Recuerdo, con lágrimas en los ojos, cuando un compañero de Sevilla, me pidió por favor (llevávamos una semana), que le escribiera una carta a su mujer. Le contesto, como que por favor, claro que si, ahora mismo.

Le pongo el boli en su mano, le cojo la mano, y empezamos a escribir esa carta. Me caían los lagrimones como cataratas. El sevillano me dio, las gracias, y le contesto, no querido amigo, gracias a ti, por ser tan valiente.

001ETEA baloncesto y buena mili.

Después de los 45 días de instrucción, me destinan a la ETEA, a hacer un curso de Teletipo, y ya me quedé en la misma.

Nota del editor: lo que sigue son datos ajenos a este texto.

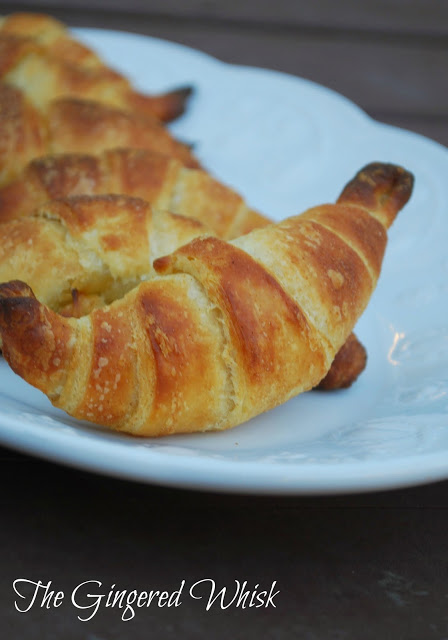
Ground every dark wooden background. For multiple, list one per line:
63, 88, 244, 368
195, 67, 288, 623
0, 0, 448, 640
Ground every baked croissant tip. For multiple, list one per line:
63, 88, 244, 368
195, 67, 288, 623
0, 280, 41, 342
338, 162, 414, 227
160, 86, 194, 122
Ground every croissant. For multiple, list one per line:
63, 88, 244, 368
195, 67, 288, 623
0, 13, 192, 122
0, 195, 209, 315
0, 149, 366, 390
0, 84, 199, 185
0, 149, 270, 239
0, 163, 413, 436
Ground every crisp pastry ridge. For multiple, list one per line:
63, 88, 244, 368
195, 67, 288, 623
0, 13, 192, 122
0, 83, 200, 186
0, 163, 413, 436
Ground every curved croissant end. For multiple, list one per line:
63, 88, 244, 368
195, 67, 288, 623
0, 165, 412, 435
127, 87, 194, 122
0, 280, 76, 400
338, 162, 414, 229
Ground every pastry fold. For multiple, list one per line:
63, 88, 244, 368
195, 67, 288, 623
0, 163, 413, 436
0, 13, 192, 122
0, 148, 270, 240
0, 83, 199, 186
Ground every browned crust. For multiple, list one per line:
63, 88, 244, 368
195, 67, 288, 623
47, 98, 199, 168
154, 237, 325, 404
338, 162, 414, 228
0, 19, 193, 122
126, 87, 193, 122
0, 281, 71, 392
0, 83, 48, 185
315, 333, 367, 391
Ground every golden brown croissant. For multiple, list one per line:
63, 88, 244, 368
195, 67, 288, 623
0, 195, 209, 315
0, 84, 199, 185
0, 164, 413, 435
0, 13, 191, 122
0, 149, 366, 390
0, 149, 270, 240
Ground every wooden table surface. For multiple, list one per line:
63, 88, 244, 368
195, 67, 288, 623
0, 0, 448, 640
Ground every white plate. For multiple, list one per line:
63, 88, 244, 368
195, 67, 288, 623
0, 30, 448, 494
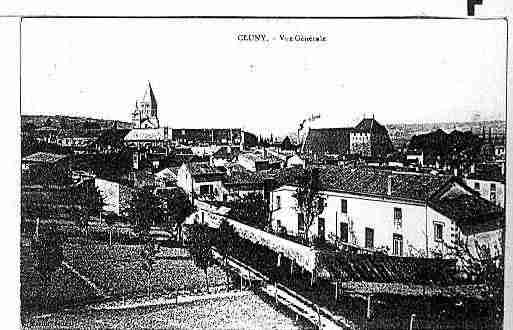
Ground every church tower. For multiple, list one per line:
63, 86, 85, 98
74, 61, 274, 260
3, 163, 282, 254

Por aquel entonces jugaba al baloncesto, y empecé a jugar con el equipo de la ETEA, y os podéis imaginar las ventajas que eso conlleva.

Bien, a pesar de los 18 meses de mili, para mi, ha sido una experiencia de convivencia y compañerismo. Entre tanta gente, por supuesto, tiene que haber de todo, pero eso siempre ha sido así. Yo la valoraría como positiva, una experiencia más.

Texto: Anxo.

Fotos: Faro de Vigo, wikipedia Spanish frigate Baleares,  Ivá

2 comentarios en ““Historias y anécdotas de la mili.”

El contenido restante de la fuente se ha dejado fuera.